Final precision filtration: At the final air outlet, HEPA/ULPA filters act as the last line of defense, ensuring that the air entering the core area meets the designed cleanliness level. A single HEPA filter conforming to the H13 standard ensures a removal efficiency of no less than 99.97% for 0.3-micrometer particles, while a ULPA filter (U15 grade) achieves an efficiency of up to 99.9995% for 0.12-micrometer particles.
Technological Innovation to Cope with Complex Operating Conditions
The unique environment of lithium battery production places unconventional demands on filters, spurring specialized evolution in filtration technology:
High-Temperature Resistance Challenges: During the drying process after electrode coating, hot air temperatures often reach 180°C to 200°C. Ordinary polymer fibers soften and fail at these temperatures. The high-temperature resistant HEPA filters developed for this purpose utilize specially formulated glass fiber filter paper and heat-resistant silicone sealing materials, maintaining filtration efficiency and structural integrity under prolonged high-temperature conditions. This is fundamental to ensuring continuous production and process consistency.
Chemical Corrosion Resistance: Organic solvent vapors such as N-methylpyrrolidone may exist in the production environment, posing a potential threat to the filter media and sealing materials. High-quality filters, by selecting materials with high chemical stability, avoid corroding and decomposing themselves to become new sources of contamination, ensuring long-term stable filtration performance. Munich, Germany, excels in this area.

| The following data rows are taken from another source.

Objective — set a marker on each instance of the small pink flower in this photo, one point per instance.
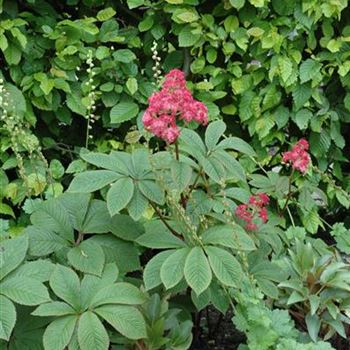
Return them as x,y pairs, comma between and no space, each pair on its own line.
256,208
174,101
298,156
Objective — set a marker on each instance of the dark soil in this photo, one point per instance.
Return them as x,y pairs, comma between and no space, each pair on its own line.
216,332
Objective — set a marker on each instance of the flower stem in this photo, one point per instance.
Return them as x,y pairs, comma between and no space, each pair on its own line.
290,193
162,218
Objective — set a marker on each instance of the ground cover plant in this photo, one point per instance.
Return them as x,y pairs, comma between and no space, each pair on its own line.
174,174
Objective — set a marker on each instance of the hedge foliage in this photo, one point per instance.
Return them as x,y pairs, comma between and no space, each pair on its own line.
75,80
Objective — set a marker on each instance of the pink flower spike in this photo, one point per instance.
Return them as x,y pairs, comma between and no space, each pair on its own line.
174,101
298,156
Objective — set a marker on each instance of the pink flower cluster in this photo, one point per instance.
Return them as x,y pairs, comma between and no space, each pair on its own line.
174,101
298,156
255,207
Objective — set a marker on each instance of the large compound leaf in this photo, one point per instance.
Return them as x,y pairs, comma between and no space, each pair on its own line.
127,320
12,253
92,335
197,270
59,333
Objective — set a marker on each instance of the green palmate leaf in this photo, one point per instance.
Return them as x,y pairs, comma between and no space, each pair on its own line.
53,216
12,253
65,284
197,270
119,195
106,161
213,133
237,144
91,333
152,191
123,111
202,300
97,219
126,228
24,290
214,169
93,180
308,70
105,14
44,242
228,236
181,174
160,240
225,267
127,320
118,293
88,257
172,270
151,274
39,270
124,254
137,205
192,143
59,333
7,317
55,308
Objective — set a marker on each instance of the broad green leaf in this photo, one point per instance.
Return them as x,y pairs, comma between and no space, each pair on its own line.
228,236
126,228
54,308
152,191
105,14
7,318
12,253
43,242
123,111
137,205
118,293
92,335
238,4
125,56
87,257
59,333
106,161
39,270
213,133
65,284
119,195
92,180
181,174
225,266
313,324
197,270
309,69
151,274
134,3
187,38
24,290
124,254
53,216
172,270
97,218
301,94
302,118
127,320
160,241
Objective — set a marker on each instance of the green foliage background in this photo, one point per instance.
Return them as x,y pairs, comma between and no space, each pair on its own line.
274,70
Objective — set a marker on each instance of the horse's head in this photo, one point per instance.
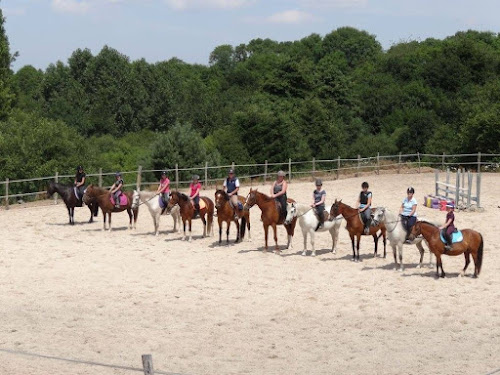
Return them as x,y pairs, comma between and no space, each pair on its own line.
416,231
378,216
251,199
221,198
291,212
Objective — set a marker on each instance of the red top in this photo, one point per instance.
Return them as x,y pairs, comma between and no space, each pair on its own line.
194,188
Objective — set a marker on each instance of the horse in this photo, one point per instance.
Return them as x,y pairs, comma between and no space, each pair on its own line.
396,234
225,213
103,198
152,202
308,222
355,227
67,193
187,212
270,216
472,243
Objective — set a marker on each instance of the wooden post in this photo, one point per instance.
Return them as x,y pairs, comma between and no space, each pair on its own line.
176,176
265,171
378,162
57,180
6,193
139,178
206,174
147,364
100,177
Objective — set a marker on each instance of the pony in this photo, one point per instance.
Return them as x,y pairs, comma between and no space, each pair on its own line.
270,216
355,227
67,193
103,198
187,212
396,234
308,222
472,244
152,202
225,213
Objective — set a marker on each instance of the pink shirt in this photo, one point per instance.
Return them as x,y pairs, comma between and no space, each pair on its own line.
194,188
165,185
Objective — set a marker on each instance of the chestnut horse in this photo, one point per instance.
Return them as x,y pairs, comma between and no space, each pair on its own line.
355,227
270,216
471,244
187,212
225,213
103,200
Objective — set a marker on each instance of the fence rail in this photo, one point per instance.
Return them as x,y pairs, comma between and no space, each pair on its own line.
33,187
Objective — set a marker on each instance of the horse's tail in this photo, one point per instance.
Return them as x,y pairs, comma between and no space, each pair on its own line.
480,254
243,227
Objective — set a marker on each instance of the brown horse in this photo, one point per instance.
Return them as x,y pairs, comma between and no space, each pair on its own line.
225,213
103,200
270,216
187,212
471,244
355,227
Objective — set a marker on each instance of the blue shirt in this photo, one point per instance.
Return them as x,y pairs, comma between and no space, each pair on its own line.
408,206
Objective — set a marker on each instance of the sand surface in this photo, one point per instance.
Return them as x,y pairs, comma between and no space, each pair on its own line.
82,294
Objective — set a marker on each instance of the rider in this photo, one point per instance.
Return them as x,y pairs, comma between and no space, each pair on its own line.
194,194
449,226
318,204
116,188
164,188
278,192
364,205
80,181
231,187
408,211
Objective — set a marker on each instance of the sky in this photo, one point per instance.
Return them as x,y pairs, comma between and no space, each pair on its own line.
45,31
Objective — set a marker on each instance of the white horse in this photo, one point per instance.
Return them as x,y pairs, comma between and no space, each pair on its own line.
396,234
151,200
308,223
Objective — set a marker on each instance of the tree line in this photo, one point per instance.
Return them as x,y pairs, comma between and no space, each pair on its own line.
322,96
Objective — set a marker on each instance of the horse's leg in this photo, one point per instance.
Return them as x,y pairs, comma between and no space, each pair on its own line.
467,261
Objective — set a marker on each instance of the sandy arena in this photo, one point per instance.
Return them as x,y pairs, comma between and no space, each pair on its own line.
83,294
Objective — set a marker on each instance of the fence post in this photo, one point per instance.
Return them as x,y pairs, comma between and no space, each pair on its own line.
338,167
206,174
378,162
147,364
176,176
57,180
265,171
6,193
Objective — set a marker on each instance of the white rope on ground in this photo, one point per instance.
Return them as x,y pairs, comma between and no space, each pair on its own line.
84,362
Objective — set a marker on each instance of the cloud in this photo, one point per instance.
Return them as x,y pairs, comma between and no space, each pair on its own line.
70,6
290,17
213,4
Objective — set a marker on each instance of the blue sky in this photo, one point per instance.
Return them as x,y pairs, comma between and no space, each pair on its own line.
44,31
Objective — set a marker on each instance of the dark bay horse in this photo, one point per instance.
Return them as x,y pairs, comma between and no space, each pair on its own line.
67,193
225,213
355,227
187,212
270,216
102,196
471,244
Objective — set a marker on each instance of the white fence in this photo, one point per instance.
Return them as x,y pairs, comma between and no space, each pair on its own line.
335,168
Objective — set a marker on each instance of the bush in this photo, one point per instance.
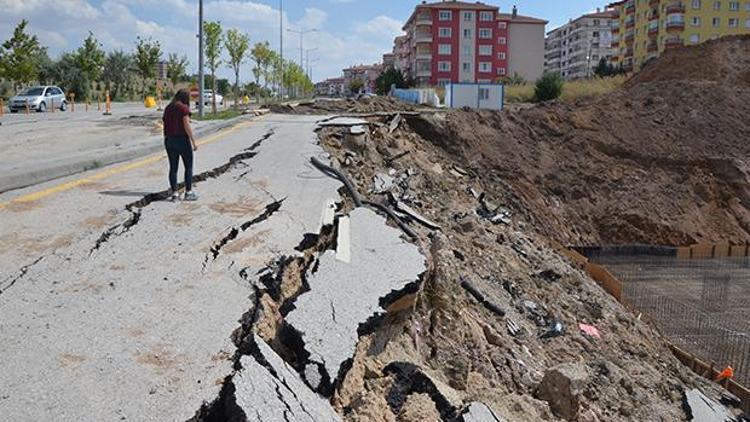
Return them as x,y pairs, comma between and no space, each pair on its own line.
549,87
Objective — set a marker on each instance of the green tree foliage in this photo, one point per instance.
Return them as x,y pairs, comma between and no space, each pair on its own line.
176,68
146,57
390,77
118,73
213,46
19,56
549,86
237,45
90,59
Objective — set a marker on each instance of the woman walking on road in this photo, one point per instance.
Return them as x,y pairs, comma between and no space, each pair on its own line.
179,142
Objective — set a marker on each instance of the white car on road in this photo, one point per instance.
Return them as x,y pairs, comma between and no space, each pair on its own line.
208,98
39,98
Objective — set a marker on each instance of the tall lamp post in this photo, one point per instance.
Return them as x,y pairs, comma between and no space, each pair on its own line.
200,58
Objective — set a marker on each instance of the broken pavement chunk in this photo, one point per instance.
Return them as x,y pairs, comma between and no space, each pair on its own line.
561,387
268,389
702,409
344,296
480,412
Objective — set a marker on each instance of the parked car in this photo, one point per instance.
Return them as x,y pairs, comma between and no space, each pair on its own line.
39,98
208,98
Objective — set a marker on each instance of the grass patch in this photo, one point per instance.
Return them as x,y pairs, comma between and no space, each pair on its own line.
572,90
227,114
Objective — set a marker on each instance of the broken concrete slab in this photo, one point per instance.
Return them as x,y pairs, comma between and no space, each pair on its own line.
703,409
381,264
267,389
561,388
480,412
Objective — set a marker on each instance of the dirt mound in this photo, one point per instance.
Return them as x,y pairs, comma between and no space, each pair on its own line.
361,105
725,60
451,349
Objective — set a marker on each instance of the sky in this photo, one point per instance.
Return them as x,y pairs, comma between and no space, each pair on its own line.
348,32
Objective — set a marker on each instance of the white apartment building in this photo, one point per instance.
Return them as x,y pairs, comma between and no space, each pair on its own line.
576,48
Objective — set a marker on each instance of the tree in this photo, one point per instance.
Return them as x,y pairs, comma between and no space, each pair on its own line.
146,57
237,45
390,77
176,67
19,55
212,31
118,72
90,60
263,57
549,86
356,85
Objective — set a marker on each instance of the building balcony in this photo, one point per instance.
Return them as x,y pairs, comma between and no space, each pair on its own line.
424,20
424,37
676,26
673,42
675,9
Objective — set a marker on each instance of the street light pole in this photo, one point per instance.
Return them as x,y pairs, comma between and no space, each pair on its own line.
200,58
281,49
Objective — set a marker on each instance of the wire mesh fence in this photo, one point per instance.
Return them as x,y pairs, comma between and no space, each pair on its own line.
702,305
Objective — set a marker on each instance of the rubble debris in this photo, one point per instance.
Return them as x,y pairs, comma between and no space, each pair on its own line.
382,268
480,412
561,387
703,409
466,284
268,389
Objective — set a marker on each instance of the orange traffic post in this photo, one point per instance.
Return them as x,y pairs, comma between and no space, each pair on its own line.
108,105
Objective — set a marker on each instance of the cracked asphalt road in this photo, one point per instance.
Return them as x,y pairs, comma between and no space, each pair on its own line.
113,305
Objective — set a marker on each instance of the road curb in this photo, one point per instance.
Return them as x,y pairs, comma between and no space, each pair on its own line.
94,159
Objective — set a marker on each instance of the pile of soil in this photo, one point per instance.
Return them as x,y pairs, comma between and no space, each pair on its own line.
450,349
362,105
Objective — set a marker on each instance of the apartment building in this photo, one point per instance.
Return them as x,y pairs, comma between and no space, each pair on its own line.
648,27
575,49
455,41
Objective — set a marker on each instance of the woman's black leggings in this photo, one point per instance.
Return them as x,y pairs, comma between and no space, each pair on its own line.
179,146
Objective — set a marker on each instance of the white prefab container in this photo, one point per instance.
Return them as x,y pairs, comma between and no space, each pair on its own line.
481,96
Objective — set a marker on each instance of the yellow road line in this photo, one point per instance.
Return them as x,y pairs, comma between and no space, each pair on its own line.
113,171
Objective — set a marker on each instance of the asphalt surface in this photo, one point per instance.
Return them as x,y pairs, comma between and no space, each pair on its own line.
43,146
117,307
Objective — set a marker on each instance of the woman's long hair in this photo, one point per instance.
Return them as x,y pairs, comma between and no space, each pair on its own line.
182,96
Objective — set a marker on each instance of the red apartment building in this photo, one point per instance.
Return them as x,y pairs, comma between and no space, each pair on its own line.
455,41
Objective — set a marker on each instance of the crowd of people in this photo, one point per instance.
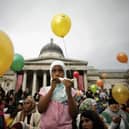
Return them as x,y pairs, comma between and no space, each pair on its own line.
59,106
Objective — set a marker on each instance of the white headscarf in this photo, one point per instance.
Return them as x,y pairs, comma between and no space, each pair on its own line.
60,63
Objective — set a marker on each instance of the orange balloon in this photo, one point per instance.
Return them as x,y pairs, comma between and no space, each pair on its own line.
122,57
103,75
99,82
6,53
120,93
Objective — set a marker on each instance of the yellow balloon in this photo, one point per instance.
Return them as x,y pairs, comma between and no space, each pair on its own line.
6,53
120,93
61,25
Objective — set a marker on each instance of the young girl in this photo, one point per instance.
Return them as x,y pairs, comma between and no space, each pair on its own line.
56,103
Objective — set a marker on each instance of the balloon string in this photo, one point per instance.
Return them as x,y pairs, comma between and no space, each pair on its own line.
70,72
65,48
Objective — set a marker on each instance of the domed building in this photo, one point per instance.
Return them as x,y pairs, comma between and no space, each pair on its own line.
35,73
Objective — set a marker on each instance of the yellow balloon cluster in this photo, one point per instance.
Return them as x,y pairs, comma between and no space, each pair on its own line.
61,24
120,93
6,53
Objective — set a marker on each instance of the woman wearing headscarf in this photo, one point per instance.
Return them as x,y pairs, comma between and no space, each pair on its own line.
57,103
29,117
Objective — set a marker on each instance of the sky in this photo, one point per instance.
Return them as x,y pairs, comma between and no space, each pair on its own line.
99,29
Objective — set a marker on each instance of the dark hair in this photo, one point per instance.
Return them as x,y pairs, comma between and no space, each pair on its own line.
98,123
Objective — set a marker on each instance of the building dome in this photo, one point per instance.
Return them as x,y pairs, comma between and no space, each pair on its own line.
51,50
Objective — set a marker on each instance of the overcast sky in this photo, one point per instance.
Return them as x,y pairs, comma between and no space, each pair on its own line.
99,31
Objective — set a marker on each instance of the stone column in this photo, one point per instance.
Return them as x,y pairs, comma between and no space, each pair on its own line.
24,81
85,81
44,78
34,83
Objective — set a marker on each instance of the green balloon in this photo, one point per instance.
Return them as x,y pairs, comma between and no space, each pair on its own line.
93,88
18,63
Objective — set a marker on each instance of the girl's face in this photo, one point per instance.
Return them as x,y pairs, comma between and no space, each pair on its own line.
114,107
86,123
57,72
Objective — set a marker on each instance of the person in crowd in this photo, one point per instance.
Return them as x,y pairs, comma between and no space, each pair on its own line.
88,104
28,116
90,119
56,103
114,116
2,116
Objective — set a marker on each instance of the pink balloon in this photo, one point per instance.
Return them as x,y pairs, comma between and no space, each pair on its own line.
76,74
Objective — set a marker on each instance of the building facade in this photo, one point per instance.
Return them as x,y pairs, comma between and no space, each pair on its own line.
35,73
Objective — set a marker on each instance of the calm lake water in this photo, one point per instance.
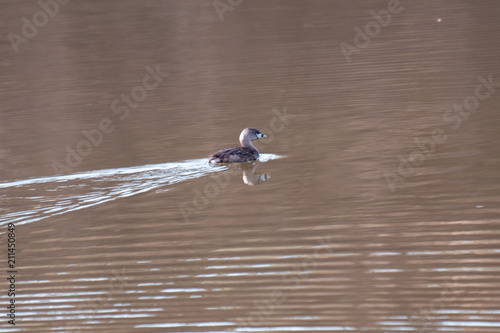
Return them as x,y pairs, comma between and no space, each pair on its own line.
374,208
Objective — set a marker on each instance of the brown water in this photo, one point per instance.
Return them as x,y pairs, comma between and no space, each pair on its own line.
142,235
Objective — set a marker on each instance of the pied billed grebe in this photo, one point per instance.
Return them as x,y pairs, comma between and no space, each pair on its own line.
247,151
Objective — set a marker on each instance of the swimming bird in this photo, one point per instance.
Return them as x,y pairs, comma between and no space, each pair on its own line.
247,152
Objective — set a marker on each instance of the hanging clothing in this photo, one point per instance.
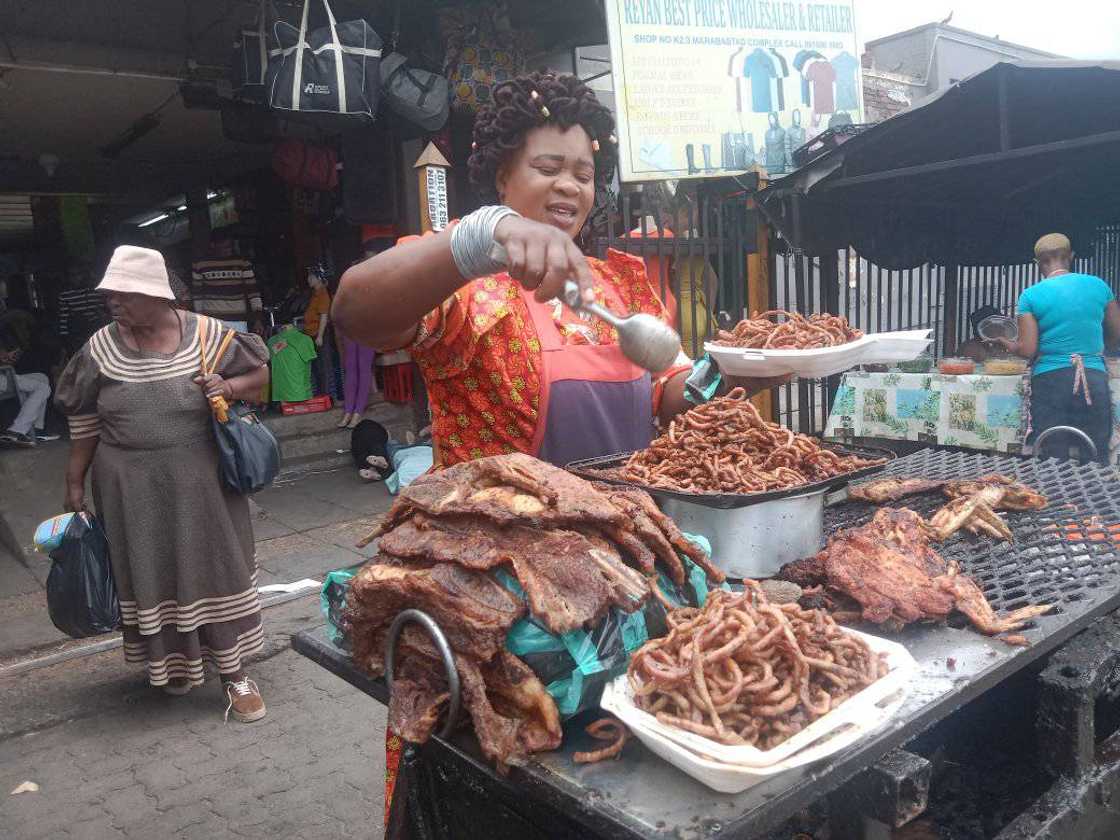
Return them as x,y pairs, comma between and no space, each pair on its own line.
292,354
483,357
799,64
758,68
182,541
1070,310
847,68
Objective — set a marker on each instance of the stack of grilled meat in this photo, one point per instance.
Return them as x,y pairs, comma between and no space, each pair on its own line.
576,549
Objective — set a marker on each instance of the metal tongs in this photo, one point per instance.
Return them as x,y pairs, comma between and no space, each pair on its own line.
644,339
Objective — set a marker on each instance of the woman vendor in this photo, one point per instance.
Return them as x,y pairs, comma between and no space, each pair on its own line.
1064,322
507,366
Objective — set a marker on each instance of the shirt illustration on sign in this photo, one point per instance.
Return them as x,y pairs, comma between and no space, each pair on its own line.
758,68
846,67
781,73
822,78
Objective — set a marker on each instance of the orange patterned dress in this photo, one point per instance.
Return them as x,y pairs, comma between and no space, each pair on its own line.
481,357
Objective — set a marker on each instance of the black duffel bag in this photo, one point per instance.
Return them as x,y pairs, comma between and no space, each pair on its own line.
329,71
81,593
249,454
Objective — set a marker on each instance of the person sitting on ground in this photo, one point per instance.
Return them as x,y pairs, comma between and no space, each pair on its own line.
27,348
1065,320
224,286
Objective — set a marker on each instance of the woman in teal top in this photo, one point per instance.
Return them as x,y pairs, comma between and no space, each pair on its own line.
1064,322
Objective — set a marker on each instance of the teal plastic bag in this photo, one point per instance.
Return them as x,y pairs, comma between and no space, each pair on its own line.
575,666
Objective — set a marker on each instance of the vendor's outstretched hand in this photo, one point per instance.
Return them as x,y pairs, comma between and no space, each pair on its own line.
542,258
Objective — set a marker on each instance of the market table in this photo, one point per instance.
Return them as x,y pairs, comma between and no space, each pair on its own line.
973,411
642,796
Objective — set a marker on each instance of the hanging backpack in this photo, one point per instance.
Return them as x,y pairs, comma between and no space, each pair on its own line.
250,65
332,70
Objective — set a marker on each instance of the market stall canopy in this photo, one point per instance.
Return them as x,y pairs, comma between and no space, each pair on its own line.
972,175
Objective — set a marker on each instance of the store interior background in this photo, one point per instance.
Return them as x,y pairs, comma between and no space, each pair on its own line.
119,127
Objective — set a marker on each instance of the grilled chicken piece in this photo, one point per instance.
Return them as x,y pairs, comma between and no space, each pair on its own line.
963,510
892,490
972,603
1016,496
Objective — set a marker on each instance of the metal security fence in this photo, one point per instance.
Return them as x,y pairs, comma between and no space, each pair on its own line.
929,297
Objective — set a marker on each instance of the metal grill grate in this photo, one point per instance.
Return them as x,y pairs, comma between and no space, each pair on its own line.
1060,554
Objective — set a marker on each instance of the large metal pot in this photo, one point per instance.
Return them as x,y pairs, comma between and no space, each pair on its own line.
757,540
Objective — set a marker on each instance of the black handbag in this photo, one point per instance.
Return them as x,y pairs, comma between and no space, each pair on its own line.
327,72
249,454
81,593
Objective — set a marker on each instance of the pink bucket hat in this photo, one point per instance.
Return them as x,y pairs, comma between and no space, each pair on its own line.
139,271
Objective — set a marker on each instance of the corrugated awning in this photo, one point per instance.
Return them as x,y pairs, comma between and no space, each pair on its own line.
973,175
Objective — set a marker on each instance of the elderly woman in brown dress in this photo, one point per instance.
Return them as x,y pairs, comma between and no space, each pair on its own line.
182,542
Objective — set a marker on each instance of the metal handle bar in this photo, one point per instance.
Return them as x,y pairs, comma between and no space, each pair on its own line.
417,616
1070,429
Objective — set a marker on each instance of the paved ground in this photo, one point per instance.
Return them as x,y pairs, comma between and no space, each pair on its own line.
114,758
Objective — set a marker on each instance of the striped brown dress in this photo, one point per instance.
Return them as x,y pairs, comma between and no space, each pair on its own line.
182,543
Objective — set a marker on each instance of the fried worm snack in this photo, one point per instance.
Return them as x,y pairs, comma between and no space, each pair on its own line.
725,446
745,671
762,330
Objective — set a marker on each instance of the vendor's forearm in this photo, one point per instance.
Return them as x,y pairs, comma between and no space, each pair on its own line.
81,457
381,301
249,385
672,398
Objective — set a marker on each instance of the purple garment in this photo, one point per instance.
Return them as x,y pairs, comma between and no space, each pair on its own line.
357,369
588,419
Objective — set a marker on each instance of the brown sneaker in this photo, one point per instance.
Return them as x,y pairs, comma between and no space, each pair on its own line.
177,687
245,701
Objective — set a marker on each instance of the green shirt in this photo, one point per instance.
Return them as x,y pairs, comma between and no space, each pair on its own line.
291,365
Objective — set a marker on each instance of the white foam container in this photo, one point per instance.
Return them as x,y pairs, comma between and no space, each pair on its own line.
874,348
861,712
736,778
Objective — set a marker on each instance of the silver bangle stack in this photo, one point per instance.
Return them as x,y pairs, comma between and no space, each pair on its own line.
473,239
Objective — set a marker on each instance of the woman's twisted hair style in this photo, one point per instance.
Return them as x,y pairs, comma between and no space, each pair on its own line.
563,101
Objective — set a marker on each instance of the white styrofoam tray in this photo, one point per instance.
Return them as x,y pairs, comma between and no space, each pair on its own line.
874,348
736,778
858,709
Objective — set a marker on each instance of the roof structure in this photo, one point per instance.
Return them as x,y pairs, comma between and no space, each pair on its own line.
971,175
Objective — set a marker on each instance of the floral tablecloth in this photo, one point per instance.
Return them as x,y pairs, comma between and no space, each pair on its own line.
974,411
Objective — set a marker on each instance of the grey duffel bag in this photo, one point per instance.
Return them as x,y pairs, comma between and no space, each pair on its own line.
420,96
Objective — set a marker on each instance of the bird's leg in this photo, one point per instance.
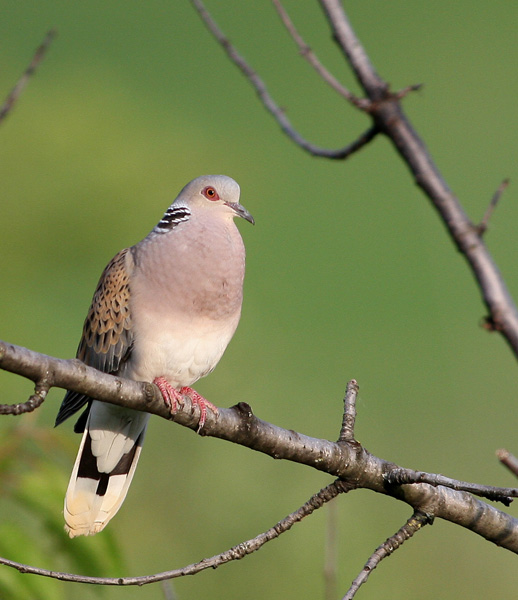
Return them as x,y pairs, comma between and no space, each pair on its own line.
172,397
202,403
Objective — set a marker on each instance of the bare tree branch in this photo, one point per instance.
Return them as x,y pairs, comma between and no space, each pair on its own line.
312,59
349,418
482,226
29,72
389,117
348,460
269,102
236,553
404,476
508,460
416,522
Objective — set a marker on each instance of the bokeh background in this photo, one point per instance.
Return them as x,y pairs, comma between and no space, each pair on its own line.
350,274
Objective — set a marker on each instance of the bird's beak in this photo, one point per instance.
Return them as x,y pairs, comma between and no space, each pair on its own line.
241,211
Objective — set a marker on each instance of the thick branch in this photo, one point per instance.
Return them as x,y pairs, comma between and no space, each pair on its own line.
347,460
236,553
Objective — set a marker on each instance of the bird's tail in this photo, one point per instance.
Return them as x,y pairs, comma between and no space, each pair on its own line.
104,467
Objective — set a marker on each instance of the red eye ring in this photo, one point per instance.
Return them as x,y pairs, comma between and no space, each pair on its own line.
210,193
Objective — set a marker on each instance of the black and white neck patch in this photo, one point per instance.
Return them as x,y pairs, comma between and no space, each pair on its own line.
172,217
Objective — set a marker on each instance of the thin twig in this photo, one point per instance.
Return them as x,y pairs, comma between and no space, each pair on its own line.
313,60
331,552
508,460
401,476
392,121
270,104
35,401
482,226
349,417
416,522
236,553
29,72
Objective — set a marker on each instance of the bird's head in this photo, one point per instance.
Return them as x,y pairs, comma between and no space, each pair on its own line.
213,192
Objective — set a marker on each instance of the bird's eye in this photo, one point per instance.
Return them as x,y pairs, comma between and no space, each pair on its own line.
210,193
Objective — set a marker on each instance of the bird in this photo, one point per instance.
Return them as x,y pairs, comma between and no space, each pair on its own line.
163,311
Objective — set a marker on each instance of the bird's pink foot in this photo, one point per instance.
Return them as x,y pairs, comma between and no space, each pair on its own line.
202,403
172,397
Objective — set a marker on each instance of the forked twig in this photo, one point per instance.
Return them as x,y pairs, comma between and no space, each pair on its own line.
401,476
313,60
236,553
349,417
270,104
28,73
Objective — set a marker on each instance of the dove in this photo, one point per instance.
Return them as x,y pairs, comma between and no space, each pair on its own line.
164,311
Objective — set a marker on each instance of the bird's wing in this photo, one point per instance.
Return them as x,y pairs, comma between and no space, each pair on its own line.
107,333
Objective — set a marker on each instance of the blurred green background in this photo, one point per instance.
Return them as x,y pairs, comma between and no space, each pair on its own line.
350,274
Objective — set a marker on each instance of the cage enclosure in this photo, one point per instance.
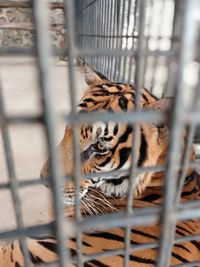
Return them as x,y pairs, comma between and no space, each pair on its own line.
151,44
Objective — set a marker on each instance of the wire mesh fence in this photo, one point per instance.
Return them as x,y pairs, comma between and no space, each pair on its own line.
151,43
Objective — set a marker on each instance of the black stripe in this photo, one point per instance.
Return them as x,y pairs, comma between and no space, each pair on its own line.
196,244
86,264
151,197
141,260
106,129
182,228
123,102
143,150
108,138
89,100
188,193
103,77
107,235
108,159
73,252
115,130
116,181
83,242
183,247
35,259
124,153
43,237
178,257
123,138
49,245
134,231
98,263
83,105
145,98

Eliminating Metal Ion Contamination: A crucial detail lies in the selection of materials for the filter itself. In ultra-clean areas such as electrolyte filling and encapsulation, even trace amounts of metal ions (such as aluminum and zinc) released from the filter frame or components can migrate into the electrolyte, catalyzing its decomposition and severely impacting the battery’s long-term performance and safety. Therefore, frameless and separatorless HEPA/ULPA filters have become standard, fundamentally eliminating this potential contamination pathway.
As next-generation energy storage technologies such as solid-state batteries and sodium-ion batteries mature, and with the deepening of smart and green manufacturing concepts, the requirements for cleanliness in production environments will reach new limits. Trenntech anticipates that filtration technology will continue to evolve, driven by the intersection of materials science, intelligent sensing, and systems engineering, continuing to safeguard the energy foundation that empowers the future world in an irreplaceable way.